We live in a homeowners association. I don't need to start any new beds- most of them were already there - just needed ammending - I added a half circle bed under my big bay master bedroom window -the shape was already formed by the patio- just had to get rid of grass and ammend. That is where I have the three miniature gardenia and cyclamen and an oleander to shield dog run & a/c poll stuff from view. - I didn't dig up the passion vines but I haven't seen them. Shouldn't they be at least up by now?Most of my back yard is pool & patio - with beds surrounding. The patio starts as courtyard by kitchen hallway -with the door to the master bedroom across the courtyard - I have a control panel for pool/spa just inside master door - so I can heat up the spa before I go out. I love that!
I have two big pots that look tuscan - they are fake so they are lighter, but still heavy - Last fall for the reunion I just threw in pre potted azeala bushes, with a tray inserted for it to rest on - the bottom of pot is narrower - similar to waist up of an hourglass figure - the top has a grapevine embossed pattern. It was a real battle getting them out - I was hoping that the water wouldn't go beneath the tray - but it did. I'm collecting empty plastic juice/soda bottles to fill up the space so there won't be as much water. I still will do the pot within a pot. It makes water control easier - I do this for all my houseplants as well - It helps with the fussy ones that don't like to get their feet wet. I don't know what I'm going to plant in them. I'd like to find something that would live thru winter - but I don't know if that exists - the azealas didn't. I didn't expect them to. I want to put some other pots around the pool also.
Kat has a beautiful container garden (lizard lounge) inside a sunroom. Check it out in container gardening.(Container renovations thread)
Kitty lover, I agree. I voted for the Tropical! I too plant primarily for fragrance and butterflies.
Nothing like walking around the garden with the breeze wafting the fragrances around; watching the butterflies flitting from flower to flower, laying their eggs on the passiflower or Cassia's and watching the birds splashing in the birdbath. Also watching and listening to the parrots at the feeder with their Guard watching for their safety, foregoing his turn to feed this time!

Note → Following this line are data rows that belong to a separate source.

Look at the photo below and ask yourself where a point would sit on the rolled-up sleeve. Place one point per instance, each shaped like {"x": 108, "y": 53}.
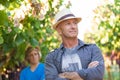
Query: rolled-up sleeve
{"x": 95, "y": 73}
{"x": 51, "y": 72}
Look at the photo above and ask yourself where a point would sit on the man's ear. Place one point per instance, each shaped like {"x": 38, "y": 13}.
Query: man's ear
{"x": 58, "y": 29}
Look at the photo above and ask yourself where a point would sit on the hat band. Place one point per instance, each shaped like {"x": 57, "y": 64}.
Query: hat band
{"x": 68, "y": 15}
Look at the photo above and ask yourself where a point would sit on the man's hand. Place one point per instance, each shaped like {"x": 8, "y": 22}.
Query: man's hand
{"x": 70, "y": 75}
{"x": 93, "y": 64}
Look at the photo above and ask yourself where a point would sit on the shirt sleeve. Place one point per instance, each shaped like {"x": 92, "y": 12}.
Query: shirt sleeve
{"x": 95, "y": 73}
{"x": 22, "y": 75}
{"x": 51, "y": 72}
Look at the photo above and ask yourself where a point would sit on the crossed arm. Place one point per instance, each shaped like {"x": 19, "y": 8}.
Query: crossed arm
{"x": 75, "y": 75}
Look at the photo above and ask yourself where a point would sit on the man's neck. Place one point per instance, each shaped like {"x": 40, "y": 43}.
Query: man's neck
{"x": 70, "y": 43}
{"x": 33, "y": 66}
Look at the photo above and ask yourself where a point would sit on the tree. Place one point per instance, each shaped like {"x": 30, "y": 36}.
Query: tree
{"x": 107, "y": 17}
{"x": 23, "y": 23}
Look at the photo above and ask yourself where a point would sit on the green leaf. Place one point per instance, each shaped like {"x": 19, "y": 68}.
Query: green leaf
{"x": 1, "y": 40}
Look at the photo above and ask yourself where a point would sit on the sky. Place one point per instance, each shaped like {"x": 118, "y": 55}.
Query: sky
{"x": 84, "y": 9}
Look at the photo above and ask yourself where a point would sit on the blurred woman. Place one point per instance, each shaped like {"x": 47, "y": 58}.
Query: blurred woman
{"x": 35, "y": 70}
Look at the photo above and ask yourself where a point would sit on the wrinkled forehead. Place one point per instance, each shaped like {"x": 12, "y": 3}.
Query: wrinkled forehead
{"x": 68, "y": 20}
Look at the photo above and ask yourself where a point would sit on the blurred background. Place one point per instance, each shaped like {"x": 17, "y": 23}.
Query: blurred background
{"x": 29, "y": 22}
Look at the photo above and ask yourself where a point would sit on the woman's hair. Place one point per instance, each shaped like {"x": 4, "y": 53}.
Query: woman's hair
{"x": 29, "y": 50}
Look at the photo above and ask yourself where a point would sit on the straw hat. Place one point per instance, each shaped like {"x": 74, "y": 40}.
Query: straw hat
{"x": 63, "y": 15}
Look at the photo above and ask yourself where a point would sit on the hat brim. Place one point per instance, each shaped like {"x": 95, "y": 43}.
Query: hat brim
{"x": 56, "y": 24}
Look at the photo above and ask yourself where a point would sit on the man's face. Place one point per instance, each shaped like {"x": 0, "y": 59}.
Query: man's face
{"x": 68, "y": 28}
{"x": 33, "y": 57}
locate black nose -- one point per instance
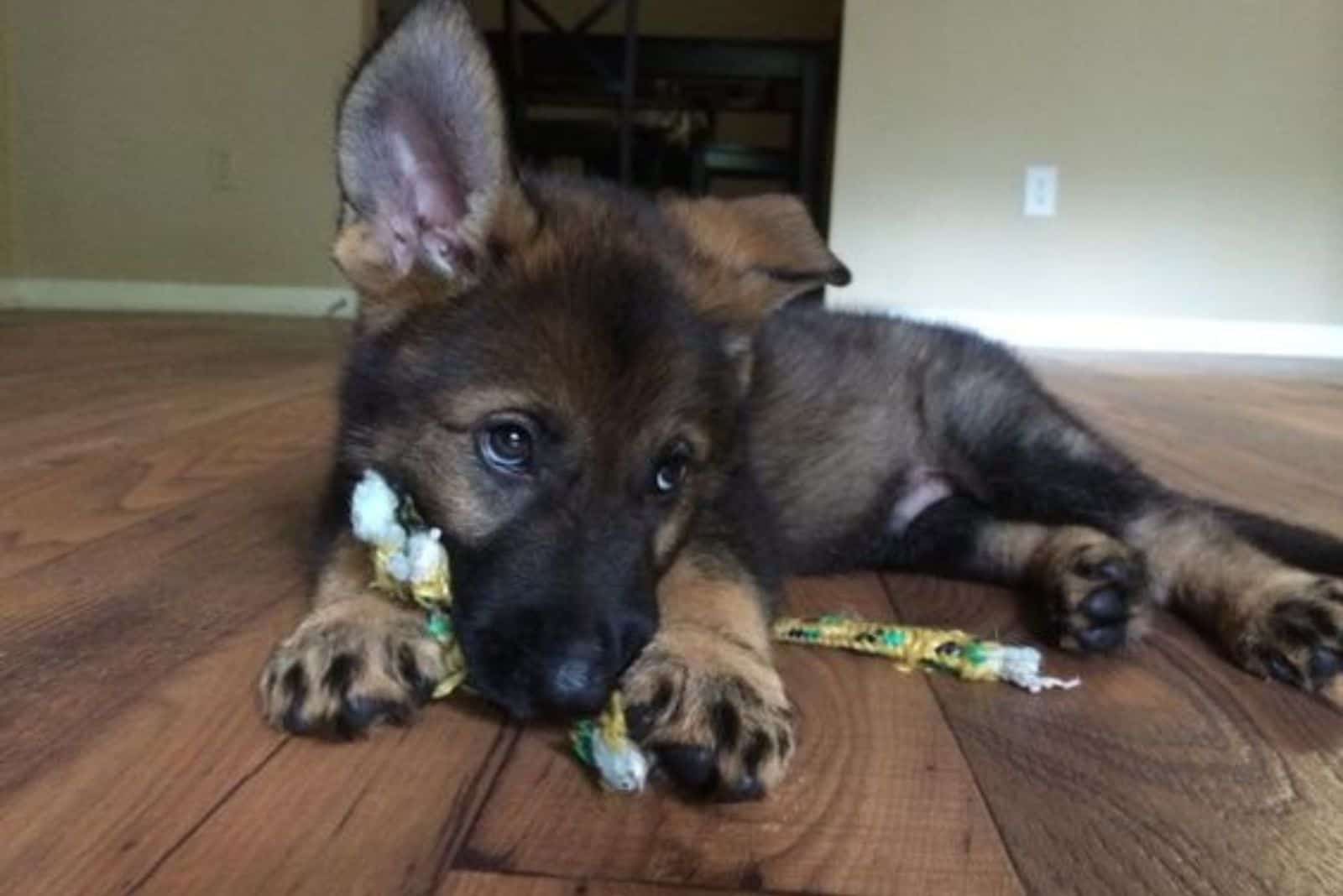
(577, 681)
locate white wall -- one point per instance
(1199, 145)
(124, 116)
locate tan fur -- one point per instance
(712, 651)
(1257, 607)
(756, 253)
(378, 640)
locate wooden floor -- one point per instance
(156, 482)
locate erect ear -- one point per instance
(425, 170)
(752, 255)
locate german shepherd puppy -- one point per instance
(626, 445)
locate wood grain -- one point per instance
(158, 477)
(879, 801)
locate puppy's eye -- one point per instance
(507, 447)
(671, 472)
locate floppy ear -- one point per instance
(754, 255)
(425, 172)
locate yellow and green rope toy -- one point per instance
(410, 564)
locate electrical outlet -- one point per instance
(223, 172)
(1041, 190)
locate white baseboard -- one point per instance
(1080, 331)
(191, 298)
(1125, 333)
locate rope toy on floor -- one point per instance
(410, 564)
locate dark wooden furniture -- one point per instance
(796, 78)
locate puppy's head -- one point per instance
(551, 367)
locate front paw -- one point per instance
(1293, 631)
(713, 711)
(349, 665)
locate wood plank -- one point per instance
(472, 883)
(380, 815)
(879, 800)
(1168, 772)
(1224, 436)
(87, 633)
(98, 819)
(118, 490)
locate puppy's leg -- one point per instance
(1275, 620)
(705, 695)
(355, 660)
(1029, 457)
(1095, 586)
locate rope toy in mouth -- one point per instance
(410, 564)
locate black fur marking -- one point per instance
(420, 685)
(358, 714)
(727, 725)
(295, 690)
(693, 768)
(1293, 624)
(1293, 544)
(1325, 664)
(1279, 669)
(340, 672)
(943, 538)
(1105, 605)
(1103, 638)
(642, 718)
(756, 752)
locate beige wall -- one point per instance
(1199, 145)
(185, 141)
(754, 19)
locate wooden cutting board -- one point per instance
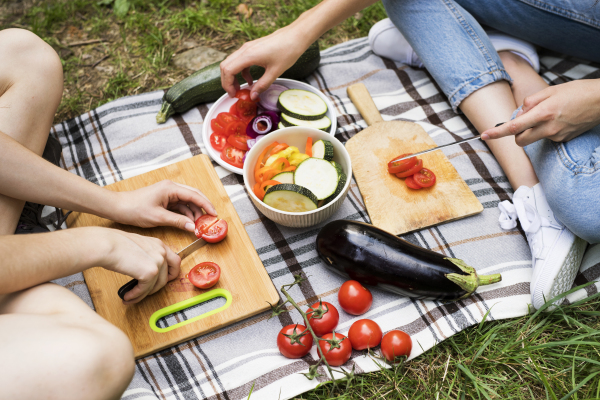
(242, 272)
(391, 205)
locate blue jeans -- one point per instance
(448, 37)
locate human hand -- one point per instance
(275, 53)
(559, 113)
(146, 259)
(165, 203)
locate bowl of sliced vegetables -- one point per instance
(298, 176)
(234, 125)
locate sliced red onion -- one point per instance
(268, 98)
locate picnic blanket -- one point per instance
(121, 139)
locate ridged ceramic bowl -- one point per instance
(296, 136)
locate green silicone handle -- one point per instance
(182, 305)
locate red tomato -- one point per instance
(216, 232)
(364, 334)
(296, 346)
(401, 166)
(410, 182)
(424, 178)
(239, 142)
(336, 356)
(205, 275)
(324, 318)
(411, 171)
(203, 223)
(218, 141)
(396, 344)
(233, 156)
(354, 298)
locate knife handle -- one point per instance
(126, 288)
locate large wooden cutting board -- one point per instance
(243, 273)
(391, 205)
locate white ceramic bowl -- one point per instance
(225, 102)
(296, 136)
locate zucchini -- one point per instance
(290, 197)
(204, 86)
(323, 149)
(302, 104)
(318, 176)
(323, 124)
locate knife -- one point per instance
(186, 251)
(439, 147)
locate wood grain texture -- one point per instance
(391, 205)
(243, 273)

The night fragrances of the Brunfelsias is probably a hallucinogenic, but in a wonderful sense! The different fragrances are better than gardenias,I think. I have a pond with a fountain. A toad visited for 3 nights some time ago. I thought all her eggs were eaten by a pesty heron who has demolished quite a few dozen of my goldfish tilll last week when I used a pool strainer to clean some debris from the pond! I found one fat tadpole, no legs yet, so I stopped cleaning up! Who knows how many of them are there. But even one is enough for me! But Mommy Frog is croaking somewhere else as I heard her tonight from a distance of a couple of houses! Wish she'd come back and lay more eggs!
Bedouin, I put a sign up outside pointing the way to Ft.Lauderdale for all the thousands of frogs we have, very happy to share. I get them sitting in my Crinum leaves - waiting to catch insects - or sheltering from the sun. I like them but we do have rather a lot.